Hi,
A BPMN pool and an org chart element like an organizational unit do not share the same object. I was wondering why that is?
Wouldn't it increase comprehensibility for a BPMN modeller when he could put a BPMN pool in context to the elements of an org chart? In addition, how to visualise that a BPMN pool and an org chart element are conceptually the same? Only by the label?
Thanks
Ralf
M. Zschuckelt on
Hello Ralf,
this is due to the BPMN 2.0 standard. A Pool represents a "Participant". As to what a Participant is, there are different interpretations allowed by the standard:
See also chapter 9.2.1 of the BPMN 2.0 specification. So it would be wrong to map a Pool to either an object of type organizational unit or an object of type role. The "Participant" must therefore be an object type of its own. If you consider the pool to "be" an org. chart element, that is already a choice you made in the application of the BPMN 2.0 standard. The standard itself is somewhat fuzzy at this point compared with the ARIS method you may be used to.
As to the mapping of Participants to org. units: You can assign a BPMN allocation diagram (BPMN 2.0) to the pool and do the mapping to either an org. unit or a role there. This way you get the connection from BPMN to "the ARIS model world".

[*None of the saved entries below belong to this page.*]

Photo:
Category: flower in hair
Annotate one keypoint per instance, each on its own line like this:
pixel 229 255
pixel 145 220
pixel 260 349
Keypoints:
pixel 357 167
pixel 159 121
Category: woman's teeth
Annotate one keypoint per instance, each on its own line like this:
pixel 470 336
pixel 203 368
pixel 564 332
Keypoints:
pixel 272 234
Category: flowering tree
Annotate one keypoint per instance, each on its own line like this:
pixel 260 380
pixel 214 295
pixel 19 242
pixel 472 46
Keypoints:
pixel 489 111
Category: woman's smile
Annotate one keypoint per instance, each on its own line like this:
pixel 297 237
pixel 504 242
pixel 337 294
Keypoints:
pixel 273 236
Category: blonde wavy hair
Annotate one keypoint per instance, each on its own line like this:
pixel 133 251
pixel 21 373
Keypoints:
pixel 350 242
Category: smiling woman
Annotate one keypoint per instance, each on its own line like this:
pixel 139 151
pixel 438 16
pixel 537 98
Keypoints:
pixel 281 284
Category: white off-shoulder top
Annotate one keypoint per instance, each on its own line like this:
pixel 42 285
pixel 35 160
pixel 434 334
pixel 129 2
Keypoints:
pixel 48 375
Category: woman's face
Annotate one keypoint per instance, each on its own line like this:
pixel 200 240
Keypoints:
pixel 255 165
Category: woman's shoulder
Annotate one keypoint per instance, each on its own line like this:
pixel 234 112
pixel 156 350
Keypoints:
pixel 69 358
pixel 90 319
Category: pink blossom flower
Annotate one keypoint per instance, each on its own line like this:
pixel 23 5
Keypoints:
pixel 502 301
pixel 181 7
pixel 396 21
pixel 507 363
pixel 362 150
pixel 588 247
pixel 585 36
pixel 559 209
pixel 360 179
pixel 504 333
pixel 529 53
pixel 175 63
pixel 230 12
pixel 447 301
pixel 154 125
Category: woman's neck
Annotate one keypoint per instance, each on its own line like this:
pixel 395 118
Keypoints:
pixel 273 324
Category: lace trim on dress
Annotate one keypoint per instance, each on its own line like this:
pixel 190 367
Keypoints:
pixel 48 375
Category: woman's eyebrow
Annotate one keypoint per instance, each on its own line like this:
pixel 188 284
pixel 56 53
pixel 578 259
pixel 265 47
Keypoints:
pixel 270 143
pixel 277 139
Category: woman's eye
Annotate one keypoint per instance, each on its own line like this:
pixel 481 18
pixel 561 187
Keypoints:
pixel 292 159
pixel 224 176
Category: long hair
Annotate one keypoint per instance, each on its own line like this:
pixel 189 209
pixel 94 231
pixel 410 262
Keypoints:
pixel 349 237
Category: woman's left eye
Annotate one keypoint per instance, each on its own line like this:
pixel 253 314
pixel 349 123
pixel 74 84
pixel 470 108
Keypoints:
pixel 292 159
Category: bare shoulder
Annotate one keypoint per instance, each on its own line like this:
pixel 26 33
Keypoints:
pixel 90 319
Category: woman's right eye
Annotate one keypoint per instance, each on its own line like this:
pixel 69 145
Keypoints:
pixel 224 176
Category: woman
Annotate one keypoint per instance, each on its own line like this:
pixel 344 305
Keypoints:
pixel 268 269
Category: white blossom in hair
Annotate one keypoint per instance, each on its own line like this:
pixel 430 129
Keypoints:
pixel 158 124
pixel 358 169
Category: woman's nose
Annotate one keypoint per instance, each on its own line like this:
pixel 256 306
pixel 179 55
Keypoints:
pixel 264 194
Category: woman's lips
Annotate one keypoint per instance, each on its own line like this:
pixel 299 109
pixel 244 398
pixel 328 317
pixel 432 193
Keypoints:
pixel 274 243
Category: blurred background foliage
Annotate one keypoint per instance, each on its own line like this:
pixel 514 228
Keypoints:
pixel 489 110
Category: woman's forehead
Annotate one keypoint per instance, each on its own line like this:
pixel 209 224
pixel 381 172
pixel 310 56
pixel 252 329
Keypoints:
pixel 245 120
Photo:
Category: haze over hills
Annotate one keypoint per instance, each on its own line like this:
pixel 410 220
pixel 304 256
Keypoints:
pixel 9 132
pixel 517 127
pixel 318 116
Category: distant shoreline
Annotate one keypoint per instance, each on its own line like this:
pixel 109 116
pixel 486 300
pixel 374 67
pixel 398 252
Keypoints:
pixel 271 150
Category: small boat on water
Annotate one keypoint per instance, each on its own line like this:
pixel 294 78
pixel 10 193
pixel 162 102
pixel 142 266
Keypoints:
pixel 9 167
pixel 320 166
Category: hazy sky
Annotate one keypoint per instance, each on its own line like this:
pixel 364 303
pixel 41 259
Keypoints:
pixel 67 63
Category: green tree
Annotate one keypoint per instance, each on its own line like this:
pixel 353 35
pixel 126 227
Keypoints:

The modelling of org. charts is out of scope of the BPMN standard. See also chapter 7.1 of the BPMN specification. The following are out of scope of BPMN:
• Definition of organizational models and resources
• Modeling of functional breakdowns
• Data and information models
• Modeling of strategy
• Business rules models
So the standard does not allow to add any "custom objects" (from the perspective of BPMN) to the standard BPMN notation diagrams, such as org. units. That's why there is no way to "do your own thing" in the BPMN collaboration diagram, because you would leave the standard.